We leave for ower sking holiday next week and we are going to travel on the none toll roads So does anyone no of a safe place to park up for the night near calais 

we will arrive at about 2am and i would like to sleep 
then travel down in the day


thanks mark


----------



## WingPete (Jan 29, 2006)

*Harbour Aire*

Try getting into the Calais town parking Aire. It is right on harbour entrance, by the beaches. And free.
Signposted from town access roads "Camping". After ferry terminals, head for town centre, then through shopping streets, to pick up signs. Plenty of space, waste dump facilities and fresh water. Good level hard surface, keep to right side of restaurant buildings, or you run up to height restrictor for big outfits, but good for 3 m heights.
No charge levied on Jan 19th this year !


----------



## klubnomad (Mar 6, 2006)

Last time I was in Callais, the aires by the docks - on the seafront was €7 per night.

Dave

656


----------



## Arizona (May 9, 2005)

Hi 

We always take the night boat over and stay on the aire in Calais quite a bit and yes it's €7 a night. I have seen campers just pull up and stay beside the trucks on the dock. There is also a car park on the left hand side before you go over the bridge into Calais town that I've seen overnight parking. 

Good Luck

Arizona


----------



## zulurita (May 9, 2005)

You will probably find that at this time of the year you won't have to pay the 7€ at Calais aires, generally in season when you have to pay. e.g.April-Sept. and not always then, sometimes just May-Aug.


----------



## Steptoe (Nov 8, 2005)

I've tried both the Aire and the car park for the terminal building ( on the left as you leave the ferry in the E16 direction )

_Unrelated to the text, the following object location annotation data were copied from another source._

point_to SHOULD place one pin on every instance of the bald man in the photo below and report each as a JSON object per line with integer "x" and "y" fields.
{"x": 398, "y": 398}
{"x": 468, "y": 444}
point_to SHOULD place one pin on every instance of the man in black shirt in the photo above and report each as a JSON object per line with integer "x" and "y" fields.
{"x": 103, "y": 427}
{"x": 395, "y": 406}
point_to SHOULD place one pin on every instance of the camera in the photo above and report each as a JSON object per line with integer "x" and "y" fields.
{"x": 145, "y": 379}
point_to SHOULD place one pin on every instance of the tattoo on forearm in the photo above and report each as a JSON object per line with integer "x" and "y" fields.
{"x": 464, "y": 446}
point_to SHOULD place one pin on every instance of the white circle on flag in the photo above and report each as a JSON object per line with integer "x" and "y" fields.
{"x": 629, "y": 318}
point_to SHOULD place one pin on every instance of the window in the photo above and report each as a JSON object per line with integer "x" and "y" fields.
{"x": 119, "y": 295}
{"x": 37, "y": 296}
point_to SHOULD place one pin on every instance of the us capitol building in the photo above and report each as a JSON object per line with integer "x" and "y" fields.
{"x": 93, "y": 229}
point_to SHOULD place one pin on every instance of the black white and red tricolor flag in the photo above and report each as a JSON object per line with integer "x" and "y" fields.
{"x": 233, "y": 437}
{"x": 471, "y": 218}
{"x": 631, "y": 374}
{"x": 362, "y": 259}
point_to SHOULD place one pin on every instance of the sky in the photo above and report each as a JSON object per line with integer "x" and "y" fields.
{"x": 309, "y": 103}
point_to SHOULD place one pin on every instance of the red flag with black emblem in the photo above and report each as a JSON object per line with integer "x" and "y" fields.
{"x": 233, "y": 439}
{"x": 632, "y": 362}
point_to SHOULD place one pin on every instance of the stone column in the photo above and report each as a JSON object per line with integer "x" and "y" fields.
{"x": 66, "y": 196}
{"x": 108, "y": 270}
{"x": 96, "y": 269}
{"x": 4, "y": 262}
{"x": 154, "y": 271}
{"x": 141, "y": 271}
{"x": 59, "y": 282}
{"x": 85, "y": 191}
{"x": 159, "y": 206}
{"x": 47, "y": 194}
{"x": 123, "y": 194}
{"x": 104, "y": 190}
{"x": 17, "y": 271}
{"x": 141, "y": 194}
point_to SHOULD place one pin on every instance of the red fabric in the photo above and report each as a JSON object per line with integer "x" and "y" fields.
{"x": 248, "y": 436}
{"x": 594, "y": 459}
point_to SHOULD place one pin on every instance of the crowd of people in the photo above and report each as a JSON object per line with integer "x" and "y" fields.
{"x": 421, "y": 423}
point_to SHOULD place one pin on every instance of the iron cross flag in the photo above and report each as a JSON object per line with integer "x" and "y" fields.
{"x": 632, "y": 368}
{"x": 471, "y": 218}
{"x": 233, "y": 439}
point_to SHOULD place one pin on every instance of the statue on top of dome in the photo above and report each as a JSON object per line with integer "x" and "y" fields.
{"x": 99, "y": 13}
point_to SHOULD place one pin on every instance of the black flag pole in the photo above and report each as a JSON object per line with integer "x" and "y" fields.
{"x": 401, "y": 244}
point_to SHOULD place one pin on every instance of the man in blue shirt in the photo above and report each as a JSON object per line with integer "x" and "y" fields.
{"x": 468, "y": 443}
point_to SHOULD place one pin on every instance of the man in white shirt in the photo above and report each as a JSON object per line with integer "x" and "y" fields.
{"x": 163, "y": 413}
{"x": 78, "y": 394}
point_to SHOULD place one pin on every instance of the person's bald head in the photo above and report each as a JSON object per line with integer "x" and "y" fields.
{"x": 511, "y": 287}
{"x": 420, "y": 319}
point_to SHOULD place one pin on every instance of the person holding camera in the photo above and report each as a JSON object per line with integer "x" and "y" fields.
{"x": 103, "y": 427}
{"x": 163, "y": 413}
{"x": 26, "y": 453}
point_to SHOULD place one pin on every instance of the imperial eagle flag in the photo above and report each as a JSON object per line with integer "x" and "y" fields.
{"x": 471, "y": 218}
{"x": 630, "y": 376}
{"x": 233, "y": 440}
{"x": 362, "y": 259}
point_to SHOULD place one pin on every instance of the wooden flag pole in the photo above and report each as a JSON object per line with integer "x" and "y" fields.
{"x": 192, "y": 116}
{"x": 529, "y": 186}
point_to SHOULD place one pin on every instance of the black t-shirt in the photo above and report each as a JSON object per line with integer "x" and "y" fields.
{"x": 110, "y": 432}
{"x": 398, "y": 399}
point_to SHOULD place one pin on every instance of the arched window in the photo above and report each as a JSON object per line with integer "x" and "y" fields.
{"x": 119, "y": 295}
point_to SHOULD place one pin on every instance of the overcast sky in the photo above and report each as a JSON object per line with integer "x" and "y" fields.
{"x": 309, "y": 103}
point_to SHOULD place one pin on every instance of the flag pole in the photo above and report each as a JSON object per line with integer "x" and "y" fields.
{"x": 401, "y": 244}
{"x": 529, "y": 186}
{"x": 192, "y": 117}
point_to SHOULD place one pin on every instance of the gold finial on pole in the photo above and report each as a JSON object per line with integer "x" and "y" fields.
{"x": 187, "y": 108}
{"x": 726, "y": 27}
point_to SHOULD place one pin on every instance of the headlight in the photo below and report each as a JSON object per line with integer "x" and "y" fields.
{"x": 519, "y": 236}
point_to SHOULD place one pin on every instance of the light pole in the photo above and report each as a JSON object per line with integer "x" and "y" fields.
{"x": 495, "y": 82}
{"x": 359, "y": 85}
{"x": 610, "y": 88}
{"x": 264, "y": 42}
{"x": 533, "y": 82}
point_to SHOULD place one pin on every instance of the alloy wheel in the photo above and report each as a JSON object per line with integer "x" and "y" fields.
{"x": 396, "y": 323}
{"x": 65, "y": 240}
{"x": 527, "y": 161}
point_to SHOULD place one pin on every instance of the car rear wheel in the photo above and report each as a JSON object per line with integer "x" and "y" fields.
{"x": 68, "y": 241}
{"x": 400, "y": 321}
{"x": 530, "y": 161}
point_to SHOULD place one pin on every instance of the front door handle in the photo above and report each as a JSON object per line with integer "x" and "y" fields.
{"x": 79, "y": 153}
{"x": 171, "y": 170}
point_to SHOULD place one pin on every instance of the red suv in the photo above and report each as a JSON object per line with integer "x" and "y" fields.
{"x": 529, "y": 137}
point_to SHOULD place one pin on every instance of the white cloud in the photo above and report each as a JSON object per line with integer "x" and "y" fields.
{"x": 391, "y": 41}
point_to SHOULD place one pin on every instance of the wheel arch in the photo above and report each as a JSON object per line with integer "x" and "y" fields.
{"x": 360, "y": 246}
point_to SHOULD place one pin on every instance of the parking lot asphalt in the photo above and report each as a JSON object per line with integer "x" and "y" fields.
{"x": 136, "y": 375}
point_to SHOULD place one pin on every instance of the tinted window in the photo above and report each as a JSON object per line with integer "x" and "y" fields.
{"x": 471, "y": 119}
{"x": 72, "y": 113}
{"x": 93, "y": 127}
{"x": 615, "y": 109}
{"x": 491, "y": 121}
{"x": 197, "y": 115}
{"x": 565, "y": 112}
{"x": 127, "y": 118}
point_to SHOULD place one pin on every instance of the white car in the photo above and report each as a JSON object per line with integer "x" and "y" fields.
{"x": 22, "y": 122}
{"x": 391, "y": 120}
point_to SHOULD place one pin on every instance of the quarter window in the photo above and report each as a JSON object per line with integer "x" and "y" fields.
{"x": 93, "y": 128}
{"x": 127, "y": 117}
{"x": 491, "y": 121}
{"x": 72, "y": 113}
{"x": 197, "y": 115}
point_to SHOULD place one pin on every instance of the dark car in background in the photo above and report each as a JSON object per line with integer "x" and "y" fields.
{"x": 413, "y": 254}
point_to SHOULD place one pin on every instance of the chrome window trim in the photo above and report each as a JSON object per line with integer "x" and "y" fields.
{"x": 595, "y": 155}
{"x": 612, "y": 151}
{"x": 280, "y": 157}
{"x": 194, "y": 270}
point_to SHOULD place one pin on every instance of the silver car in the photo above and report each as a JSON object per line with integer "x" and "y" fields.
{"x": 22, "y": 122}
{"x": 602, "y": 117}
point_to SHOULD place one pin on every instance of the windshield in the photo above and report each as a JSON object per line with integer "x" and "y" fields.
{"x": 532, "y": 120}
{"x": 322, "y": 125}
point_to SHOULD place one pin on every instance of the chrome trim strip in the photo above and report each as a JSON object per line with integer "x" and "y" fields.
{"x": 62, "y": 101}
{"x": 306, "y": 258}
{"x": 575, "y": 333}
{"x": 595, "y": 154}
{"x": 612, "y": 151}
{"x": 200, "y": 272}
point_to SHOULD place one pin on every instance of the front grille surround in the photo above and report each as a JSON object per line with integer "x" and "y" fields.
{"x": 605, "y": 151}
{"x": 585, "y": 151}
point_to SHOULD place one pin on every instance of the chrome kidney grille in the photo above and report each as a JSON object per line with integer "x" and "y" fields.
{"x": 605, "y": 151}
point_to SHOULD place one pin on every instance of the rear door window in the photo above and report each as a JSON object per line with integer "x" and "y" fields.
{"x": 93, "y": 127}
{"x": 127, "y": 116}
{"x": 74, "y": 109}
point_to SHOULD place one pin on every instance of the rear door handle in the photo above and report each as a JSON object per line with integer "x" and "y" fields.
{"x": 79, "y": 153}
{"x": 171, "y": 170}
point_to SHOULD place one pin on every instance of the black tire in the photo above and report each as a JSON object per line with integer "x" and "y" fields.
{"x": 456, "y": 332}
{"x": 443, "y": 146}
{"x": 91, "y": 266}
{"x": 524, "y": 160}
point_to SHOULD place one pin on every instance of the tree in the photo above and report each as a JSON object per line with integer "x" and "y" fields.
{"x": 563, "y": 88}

Of the two I preferred the car park because of access to the toilets in the terminal, the Aire ones are closed off-season. There is constant lorry noise though, having said that there is ferry noise at the Aire.


----------



## thefman (May 1, 2005)

cap blanc nez is very nice just a ten minute drive away.


----------



## Patrick_Phillips (Aug 17, 2006)

*Wild camp near Calais*

If you are willing to drive about 50 mins to Le Touquet - South on the E402 to exit 26 and West on the N39 to Le Touquet Paris-Plage and head for the South West of the estuary.
You will find a sandy track right along the sea front with lots of No Camping signs but keep going to the end where the track turns East on the river bank and you will find lots of space right on the bank without any restrictive signs.
It is a magic spot well worth the effort!


----------